Reality-Settings
Sabrina Ratté
Arsenal Contemporary Art New York is pleased to present a solo exhibition by Sabrina Ratté.
Through her work Sabrina Ratté’s enables the visualization of speculative futures exposing new and potential worlds. The interactive installation Objets-Monde presents a vast, uninhabited landscape, where the remains of psychedelically-colored car wrecks and old-school cathode-ray tube monitors are the last vestiges of a former culture. Traces of the effects of the Anthropocene are also found in the Floralia video quartet. Samples of then extinct roses, hydrangeas, ferns and glaciers, are preserved and displayed in a virtual archive.
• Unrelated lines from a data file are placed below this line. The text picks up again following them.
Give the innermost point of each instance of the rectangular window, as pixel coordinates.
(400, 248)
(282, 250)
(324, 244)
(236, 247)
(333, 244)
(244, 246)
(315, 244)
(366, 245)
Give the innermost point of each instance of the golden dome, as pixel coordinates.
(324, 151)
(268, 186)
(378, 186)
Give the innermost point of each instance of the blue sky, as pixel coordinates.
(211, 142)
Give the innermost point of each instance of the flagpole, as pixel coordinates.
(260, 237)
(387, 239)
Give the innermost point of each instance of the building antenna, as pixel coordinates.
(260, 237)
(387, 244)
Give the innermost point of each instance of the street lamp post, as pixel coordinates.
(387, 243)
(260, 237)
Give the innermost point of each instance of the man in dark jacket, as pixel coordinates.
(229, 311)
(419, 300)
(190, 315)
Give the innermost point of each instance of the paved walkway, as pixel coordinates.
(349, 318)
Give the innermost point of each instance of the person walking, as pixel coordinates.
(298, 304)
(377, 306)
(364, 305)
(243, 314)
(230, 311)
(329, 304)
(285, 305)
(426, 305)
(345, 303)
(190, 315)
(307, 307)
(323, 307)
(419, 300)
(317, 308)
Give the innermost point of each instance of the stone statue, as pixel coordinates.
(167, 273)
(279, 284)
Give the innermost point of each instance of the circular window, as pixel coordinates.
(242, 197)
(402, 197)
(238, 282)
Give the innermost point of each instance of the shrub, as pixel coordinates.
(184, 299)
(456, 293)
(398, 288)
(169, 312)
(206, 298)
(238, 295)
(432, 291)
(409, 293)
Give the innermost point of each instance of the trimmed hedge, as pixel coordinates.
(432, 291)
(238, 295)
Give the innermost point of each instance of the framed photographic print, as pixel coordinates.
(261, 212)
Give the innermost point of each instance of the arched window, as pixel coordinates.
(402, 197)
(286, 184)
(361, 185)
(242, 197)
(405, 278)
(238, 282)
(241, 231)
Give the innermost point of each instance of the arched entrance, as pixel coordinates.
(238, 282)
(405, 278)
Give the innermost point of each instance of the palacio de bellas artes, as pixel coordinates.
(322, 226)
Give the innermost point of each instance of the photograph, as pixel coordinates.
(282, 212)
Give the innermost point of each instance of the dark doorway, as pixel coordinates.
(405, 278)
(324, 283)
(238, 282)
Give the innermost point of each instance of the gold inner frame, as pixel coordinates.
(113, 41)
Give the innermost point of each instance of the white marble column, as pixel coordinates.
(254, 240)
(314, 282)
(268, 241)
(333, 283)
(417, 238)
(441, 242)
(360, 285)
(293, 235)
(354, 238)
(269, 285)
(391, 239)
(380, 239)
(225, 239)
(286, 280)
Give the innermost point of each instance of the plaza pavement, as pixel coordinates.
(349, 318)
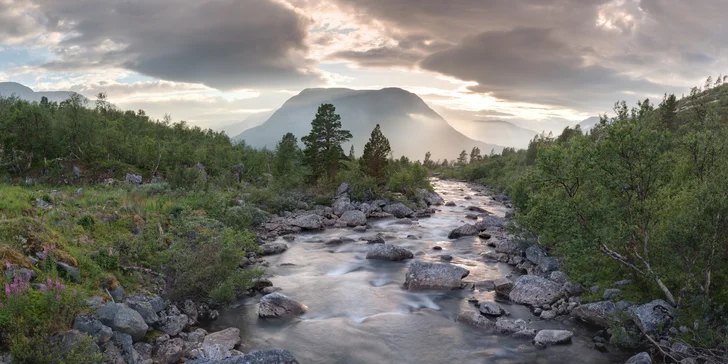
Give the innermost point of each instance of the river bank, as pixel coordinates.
(359, 312)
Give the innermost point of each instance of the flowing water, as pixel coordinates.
(359, 311)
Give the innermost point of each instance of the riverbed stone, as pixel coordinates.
(422, 275)
(641, 358)
(546, 338)
(535, 291)
(389, 252)
(491, 309)
(308, 222)
(273, 248)
(279, 305)
(120, 317)
(653, 316)
(474, 318)
(465, 230)
(353, 218)
(596, 313)
(228, 338)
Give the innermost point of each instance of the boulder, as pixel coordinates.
(308, 222)
(465, 230)
(534, 253)
(398, 210)
(546, 338)
(121, 318)
(503, 286)
(353, 218)
(596, 313)
(228, 338)
(641, 358)
(491, 309)
(93, 327)
(652, 317)
(535, 291)
(279, 305)
(474, 318)
(389, 252)
(423, 275)
(273, 248)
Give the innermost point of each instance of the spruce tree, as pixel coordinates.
(323, 144)
(374, 159)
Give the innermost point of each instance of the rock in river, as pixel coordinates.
(389, 252)
(465, 230)
(273, 248)
(279, 305)
(120, 317)
(535, 291)
(546, 338)
(423, 275)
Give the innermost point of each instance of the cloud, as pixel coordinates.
(224, 44)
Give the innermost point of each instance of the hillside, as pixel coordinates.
(8, 89)
(412, 127)
(503, 132)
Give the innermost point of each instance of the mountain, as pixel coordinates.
(505, 133)
(588, 124)
(8, 89)
(412, 127)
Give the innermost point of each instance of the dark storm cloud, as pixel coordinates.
(225, 44)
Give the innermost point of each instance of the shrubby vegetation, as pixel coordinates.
(641, 196)
(191, 223)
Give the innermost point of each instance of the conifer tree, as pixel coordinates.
(374, 159)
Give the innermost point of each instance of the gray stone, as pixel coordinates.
(398, 210)
(546, 338)
(142, 305)
(641, 358)
(535, 291)
(389, 252)
(120, 317)
(534, 253)
(273, 248)
(596, 313)
(474, 318)
(228, 338)
(423, 275)
(70, 271)
(491, 309)
(503, 286)
(353, 218)
(279, 305)
(652, 317)
(465, 230)
(611, 293)
(308, 222)
(93, 327)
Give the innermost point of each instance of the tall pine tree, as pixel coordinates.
(323, 144)
(374, 159)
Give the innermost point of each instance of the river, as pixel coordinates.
(359, 311)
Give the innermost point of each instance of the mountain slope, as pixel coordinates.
(505, 133)
(8, 89)
(412, 127)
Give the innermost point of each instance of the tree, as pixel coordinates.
(287, 157)
(323, 144)
(463, 158)
(374, 159)
(475, 155)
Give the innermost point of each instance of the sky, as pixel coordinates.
(541, 64)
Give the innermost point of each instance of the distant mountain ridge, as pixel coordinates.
(8, 89)
(411, 126)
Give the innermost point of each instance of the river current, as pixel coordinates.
(360, 312)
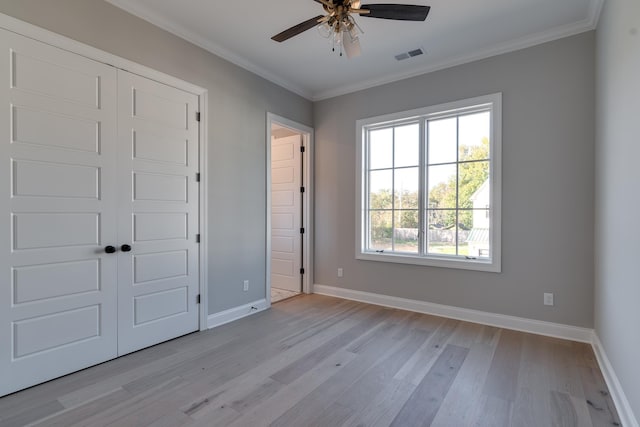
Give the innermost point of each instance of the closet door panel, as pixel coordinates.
(158, 212)
(58, 301)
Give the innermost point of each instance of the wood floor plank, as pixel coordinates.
(295, 370)
(70, 416)
(313, 404)
(494, 412)
(458, 407)
(599, 401)
(422, 406)
(532, 406)
(32, 414)
(383, 408)
(421, 362)
(502, 379)
(271, 409)
(321, 361)
(359, 394)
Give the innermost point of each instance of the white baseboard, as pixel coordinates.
(557, 330)
(627, 418)
(223, 317)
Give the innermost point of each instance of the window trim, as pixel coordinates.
(495, 169)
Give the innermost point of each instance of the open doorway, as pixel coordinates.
(288, 213)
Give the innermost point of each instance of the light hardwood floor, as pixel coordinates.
(320, 361)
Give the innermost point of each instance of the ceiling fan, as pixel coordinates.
(338, 22)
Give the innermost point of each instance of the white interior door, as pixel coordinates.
(57, 206)
(158, 212)
(286, 213)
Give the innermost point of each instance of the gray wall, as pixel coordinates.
(548, 176)
(617, 294)
(238, 102)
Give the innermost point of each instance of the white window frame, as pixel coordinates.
(494, 103)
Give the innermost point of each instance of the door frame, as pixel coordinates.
(56, 40)
(307, 134)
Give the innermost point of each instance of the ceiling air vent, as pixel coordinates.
(410, 54)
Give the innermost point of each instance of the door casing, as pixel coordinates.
(307, 200)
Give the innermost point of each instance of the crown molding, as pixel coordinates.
(208, 45)
(588, 24)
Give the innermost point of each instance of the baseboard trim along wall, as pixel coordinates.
(556, 330)
(236, 313)
(539, 327)
(627, 418)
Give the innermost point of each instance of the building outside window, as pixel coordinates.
(429, 186)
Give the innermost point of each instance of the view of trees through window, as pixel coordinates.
(455, 170)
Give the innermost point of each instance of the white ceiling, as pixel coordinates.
(455, 32)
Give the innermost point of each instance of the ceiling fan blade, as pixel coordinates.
(297, 29)
(400, 12)
(351, 45)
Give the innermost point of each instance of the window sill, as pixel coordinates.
(432, 261)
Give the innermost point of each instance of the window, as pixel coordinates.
(429, 186)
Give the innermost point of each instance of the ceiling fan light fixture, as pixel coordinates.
(339, 21)
(325, 30)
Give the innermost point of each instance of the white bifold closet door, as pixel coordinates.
(58, 296)
(98, 212)
(157, 212)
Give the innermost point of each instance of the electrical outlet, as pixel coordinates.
(548, 299)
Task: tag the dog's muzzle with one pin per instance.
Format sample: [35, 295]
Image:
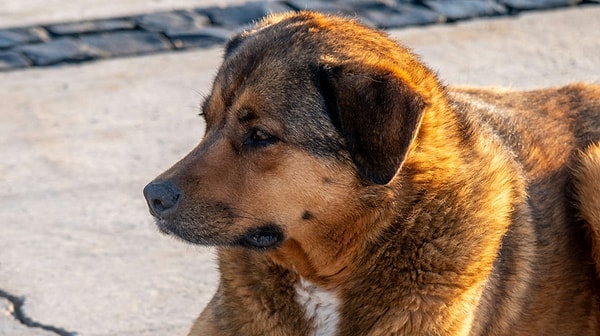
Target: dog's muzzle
[162, 197]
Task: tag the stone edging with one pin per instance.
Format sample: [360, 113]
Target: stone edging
[75, 42]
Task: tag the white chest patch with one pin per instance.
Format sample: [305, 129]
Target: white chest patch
[321, 307]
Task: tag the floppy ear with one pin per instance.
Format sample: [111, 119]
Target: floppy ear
[377, 113]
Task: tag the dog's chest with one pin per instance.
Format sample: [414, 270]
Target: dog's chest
[320, 306]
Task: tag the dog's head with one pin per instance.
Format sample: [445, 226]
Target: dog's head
[309, 119]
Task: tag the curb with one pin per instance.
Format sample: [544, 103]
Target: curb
[84, 41]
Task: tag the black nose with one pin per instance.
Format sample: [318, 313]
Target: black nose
[162, 197]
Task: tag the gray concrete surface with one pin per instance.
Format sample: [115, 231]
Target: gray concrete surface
[16, 13]
[78, 143]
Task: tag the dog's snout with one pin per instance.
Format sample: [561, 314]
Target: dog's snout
[162, 197]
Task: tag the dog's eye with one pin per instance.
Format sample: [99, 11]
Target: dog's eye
[258, 137]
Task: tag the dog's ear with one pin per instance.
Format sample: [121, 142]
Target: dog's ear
[378, 115]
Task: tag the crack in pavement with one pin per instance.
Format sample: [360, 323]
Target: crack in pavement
[16, 310]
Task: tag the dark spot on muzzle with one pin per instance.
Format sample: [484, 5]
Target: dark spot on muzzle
[264, 237]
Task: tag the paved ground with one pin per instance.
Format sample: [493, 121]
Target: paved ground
[79, 142]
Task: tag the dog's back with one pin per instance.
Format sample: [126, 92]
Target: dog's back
[554, 135]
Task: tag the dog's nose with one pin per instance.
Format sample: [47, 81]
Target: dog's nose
[162, 197]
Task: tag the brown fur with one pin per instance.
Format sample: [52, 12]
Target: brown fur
[332, 155]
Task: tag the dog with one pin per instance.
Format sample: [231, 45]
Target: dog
[349, 192]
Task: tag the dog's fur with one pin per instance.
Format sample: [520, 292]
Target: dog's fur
[350, 193]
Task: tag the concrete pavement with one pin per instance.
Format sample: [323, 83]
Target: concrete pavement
[79, 142]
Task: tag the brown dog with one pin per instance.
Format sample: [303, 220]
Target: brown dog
[350, 193]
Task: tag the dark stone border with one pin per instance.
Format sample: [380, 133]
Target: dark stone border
[75, 42]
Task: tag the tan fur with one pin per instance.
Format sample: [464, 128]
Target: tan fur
[334, 157]
[587, 185]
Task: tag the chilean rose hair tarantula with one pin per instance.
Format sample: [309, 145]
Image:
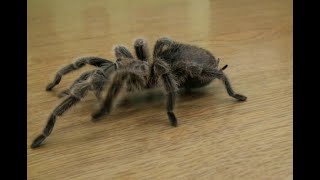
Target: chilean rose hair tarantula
[173, 66]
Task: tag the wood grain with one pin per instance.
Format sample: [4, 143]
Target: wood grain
[218, 137]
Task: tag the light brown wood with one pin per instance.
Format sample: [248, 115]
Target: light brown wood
[217, 137]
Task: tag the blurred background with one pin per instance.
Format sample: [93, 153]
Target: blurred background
[218, 138]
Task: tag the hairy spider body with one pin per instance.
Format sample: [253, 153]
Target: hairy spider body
[173, 65]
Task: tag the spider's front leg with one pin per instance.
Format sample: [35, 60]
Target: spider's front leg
[75, 96]
[81, 78]
[141, 48]
[119, 79]
[162, 70]
[95, 61]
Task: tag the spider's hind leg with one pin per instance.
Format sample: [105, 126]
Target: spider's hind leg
[214, 73]
[122, 52]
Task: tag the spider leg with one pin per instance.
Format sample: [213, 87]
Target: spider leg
[141, 48]
[79, 92]
[230, 91]
[122, 52]
[81, 78]
[208, 75]
[96, 61]
[161, 69]
[118, 81]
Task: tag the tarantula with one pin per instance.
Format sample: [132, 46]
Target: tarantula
[173, 66]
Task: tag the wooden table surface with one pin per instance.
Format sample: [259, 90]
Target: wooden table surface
[217, 137]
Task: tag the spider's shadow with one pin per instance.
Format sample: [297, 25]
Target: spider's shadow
[157, 97]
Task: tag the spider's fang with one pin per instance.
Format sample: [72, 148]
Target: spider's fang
[224, 67]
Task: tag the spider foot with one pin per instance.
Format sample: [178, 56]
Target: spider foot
[240, 97]
[37, 142]
[50, 86]
[173, 119]
[64, 93]
[97, 116]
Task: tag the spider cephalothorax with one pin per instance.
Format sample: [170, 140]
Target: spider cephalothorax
[173, 65]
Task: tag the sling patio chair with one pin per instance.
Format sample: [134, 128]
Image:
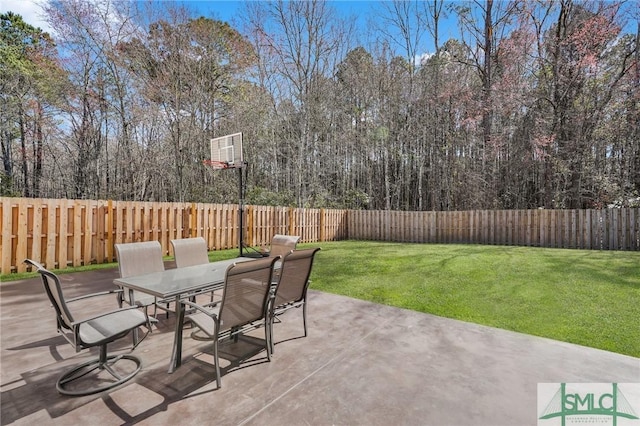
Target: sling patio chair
[98, 330]
[140, 258]
[191, 252]
[244, 307]
[290, 290]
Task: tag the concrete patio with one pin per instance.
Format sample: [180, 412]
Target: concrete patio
[362, 364]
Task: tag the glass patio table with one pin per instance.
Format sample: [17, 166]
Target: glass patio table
[180, 283]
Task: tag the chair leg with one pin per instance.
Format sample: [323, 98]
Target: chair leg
[217, 361]
[104, 363]
[304, 316]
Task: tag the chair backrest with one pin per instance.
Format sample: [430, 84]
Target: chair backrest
[246, 292]
[54, 292]
[139, 258]
[283, 244]
[190, 251]
[294, 276]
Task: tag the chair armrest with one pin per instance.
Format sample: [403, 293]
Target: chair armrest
[100, 293]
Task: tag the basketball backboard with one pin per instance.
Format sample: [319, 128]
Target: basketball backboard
[227, 150]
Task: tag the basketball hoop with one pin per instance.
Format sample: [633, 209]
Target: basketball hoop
[217, 165]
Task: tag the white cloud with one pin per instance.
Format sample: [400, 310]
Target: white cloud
[30, 10]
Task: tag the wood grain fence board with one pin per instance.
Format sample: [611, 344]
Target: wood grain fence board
[6, 246]
[37, 237]
[22, 234]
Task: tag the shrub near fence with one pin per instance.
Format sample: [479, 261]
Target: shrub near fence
[63, 233]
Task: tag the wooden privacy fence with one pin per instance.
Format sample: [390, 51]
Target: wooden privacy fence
[63, 233]
[610, 229]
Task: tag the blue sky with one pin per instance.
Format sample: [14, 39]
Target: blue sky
[228, 10]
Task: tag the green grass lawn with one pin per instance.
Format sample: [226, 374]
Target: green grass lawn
[591, 298]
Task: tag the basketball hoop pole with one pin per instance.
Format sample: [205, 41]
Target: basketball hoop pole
[241, 209]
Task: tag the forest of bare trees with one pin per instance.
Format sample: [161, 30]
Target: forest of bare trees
[535, 104]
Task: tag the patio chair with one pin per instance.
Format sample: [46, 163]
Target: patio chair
[244, 306]
[290, 290]
[283, 244]
[99, 330]
[138, 259]
[190, 252]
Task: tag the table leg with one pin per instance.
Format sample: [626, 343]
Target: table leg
[135, 330]
[176, 356]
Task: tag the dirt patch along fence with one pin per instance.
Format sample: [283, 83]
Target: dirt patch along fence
[64, 233]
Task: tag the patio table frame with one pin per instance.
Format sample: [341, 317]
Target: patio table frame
[180, 283]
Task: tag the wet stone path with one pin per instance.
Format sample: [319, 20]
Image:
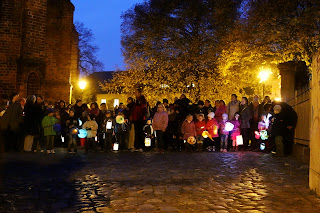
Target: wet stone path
[150, 182]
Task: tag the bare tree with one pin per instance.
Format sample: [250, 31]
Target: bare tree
[88, 61]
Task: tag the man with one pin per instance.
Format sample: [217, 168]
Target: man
[233, 107]
[138, 118]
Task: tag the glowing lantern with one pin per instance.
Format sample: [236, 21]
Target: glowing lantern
[74, 131]
[239, 140]
[109, 125]
[191, 140]
[82, 133]
[262, 146]
[116, 146]
[147, 142]
[229, 127]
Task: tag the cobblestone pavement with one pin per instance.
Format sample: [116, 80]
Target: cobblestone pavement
[150, 182]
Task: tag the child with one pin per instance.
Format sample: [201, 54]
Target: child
[148, 130]
[236, 131]
[91, 126]
[188, 129]
[71, 124]
[212, 127]
[120, 130]
[223, 133]
[47, 123]
[109, 124]
[200, 128]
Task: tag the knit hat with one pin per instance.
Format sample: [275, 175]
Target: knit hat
[211, 115]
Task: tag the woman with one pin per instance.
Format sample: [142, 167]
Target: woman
[220, 110]
[30, 123]
[245, 117]
[160, 124]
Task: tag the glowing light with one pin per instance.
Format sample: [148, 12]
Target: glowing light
[264, 74]
[147, 142]
[82, 133]
[82, 84]
[229, 127]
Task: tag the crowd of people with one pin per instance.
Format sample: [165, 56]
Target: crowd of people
[33, 125]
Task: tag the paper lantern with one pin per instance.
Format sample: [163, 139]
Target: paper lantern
[262, 146]
[116, 146]
[74, 131]
[239, 140]
[82, 133]
[119, 119]
[191, 140]
[109, 125]
[229, 127]
[147, 142]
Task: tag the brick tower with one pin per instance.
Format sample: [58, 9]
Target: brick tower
[38, 48]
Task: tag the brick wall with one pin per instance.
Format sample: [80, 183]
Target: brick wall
[38, 37]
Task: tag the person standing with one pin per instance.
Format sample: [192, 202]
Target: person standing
[138, 119]
[233, 107]
[160, 124]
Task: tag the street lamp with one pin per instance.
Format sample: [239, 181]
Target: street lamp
[82, 85]
[264, 75]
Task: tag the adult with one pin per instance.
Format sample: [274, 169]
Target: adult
[207, 108]
[233, 107]
[160, 124]
[78, 109]
[30, 126]
[10, 123]
[245, 117]
[138, 119]
[220, 110]
[128, 115]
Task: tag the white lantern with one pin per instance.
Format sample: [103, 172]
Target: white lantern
[109, 125]
[147, 142]
[116, 146]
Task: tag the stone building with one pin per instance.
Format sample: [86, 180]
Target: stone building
[38, 48]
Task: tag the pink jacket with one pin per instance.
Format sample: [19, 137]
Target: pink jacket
[188, 129]
[160, 120]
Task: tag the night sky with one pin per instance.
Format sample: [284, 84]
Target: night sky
[103, 18]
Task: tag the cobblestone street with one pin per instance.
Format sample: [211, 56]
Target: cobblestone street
[150, 182]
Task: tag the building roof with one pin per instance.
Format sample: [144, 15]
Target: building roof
[96, 77]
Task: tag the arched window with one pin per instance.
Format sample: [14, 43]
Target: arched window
[33, 84]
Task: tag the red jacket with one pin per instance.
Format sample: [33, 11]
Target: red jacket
[200, 127]
[212, 128]
[188, 129]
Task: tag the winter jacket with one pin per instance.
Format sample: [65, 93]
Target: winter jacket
[222, 125]
[188, 129]
[160, 121]
[200, 127]
[232, 108]
[212, 127]
[92, 128]
[245, 117]
[219, 112]
[47, 124]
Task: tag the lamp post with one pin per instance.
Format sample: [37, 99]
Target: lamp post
[264, 75]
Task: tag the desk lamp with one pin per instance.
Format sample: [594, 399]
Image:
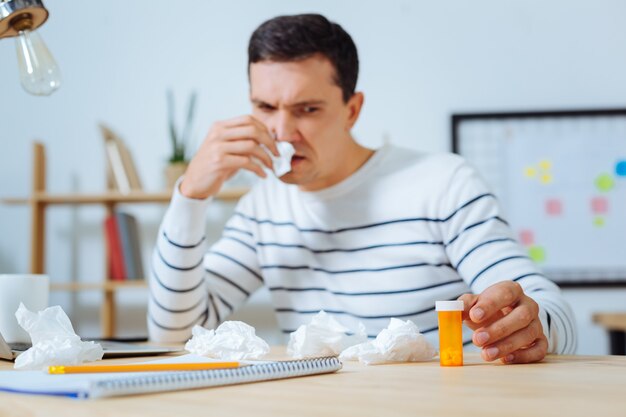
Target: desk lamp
[39, 73]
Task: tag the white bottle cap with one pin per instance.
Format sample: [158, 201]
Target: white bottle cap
[449, 305]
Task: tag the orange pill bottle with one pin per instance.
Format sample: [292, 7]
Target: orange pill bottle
[450, 315]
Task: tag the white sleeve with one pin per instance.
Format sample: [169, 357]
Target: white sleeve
[482, 247]
[190, 285]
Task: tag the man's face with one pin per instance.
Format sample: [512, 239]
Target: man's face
[300, 103]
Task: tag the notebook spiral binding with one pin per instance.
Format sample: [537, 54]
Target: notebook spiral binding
[182, 380]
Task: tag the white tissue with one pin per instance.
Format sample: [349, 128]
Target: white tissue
[282, 163]
[54, 341]
[401, 341]
[232, 340]
[323, 336]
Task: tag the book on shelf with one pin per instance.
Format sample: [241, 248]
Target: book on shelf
[131, 247]
[121, 172]
[123, 247]
[115, 253]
Ratté’s subject matter is inspired by a wide range of sources: the writings of Donna J. Haraway, Ursula K. Le Guin, Greg Egan; the drawings of Hans Bellmer; Greek mythology and the philosophy of Gottfried Wilhelm Leibniz. The cyborgs/goddesses in the large-scale Monades prints embody Leibniz’s concept of the monad, where each individual is a fragmented mirror of a larger reality. The interactive multi-screen installation Distributed Memories presents multiple memories simultaneously by bombarding us with Ratté’s video outtakes and experiments from over ten years of creation. The animated video canvases of Radiances present seductive surfaces and painterly textures, highlighting Ratté’s ability to, as she calls it, paint with electronic light.
Using photogrammetry to scan objects, plants and her own body, Ratté combines elements from the real world into her 3D animations. Through a combination of analog technologies (video synthesis and visual feedback), 3D animation and digital effects, Ratté’s imaginary worlds always retain an echo of our current existence. These relics from the past are seen in Objets-Monde, where she imagines how life is transformed after humans are gone. Or in Floralia, where an electricity-like interference in the video signal is caused by memories emanating from the archived plants. The captivating and bewitching way Ratté fuses electronic and human memory, the apocalyptic with nostalgia, preciousness and waste, idealized nature and the indelible presence of humans in the exhibition Reality-Settings, is a contemporary Siren song that cannot be resisted.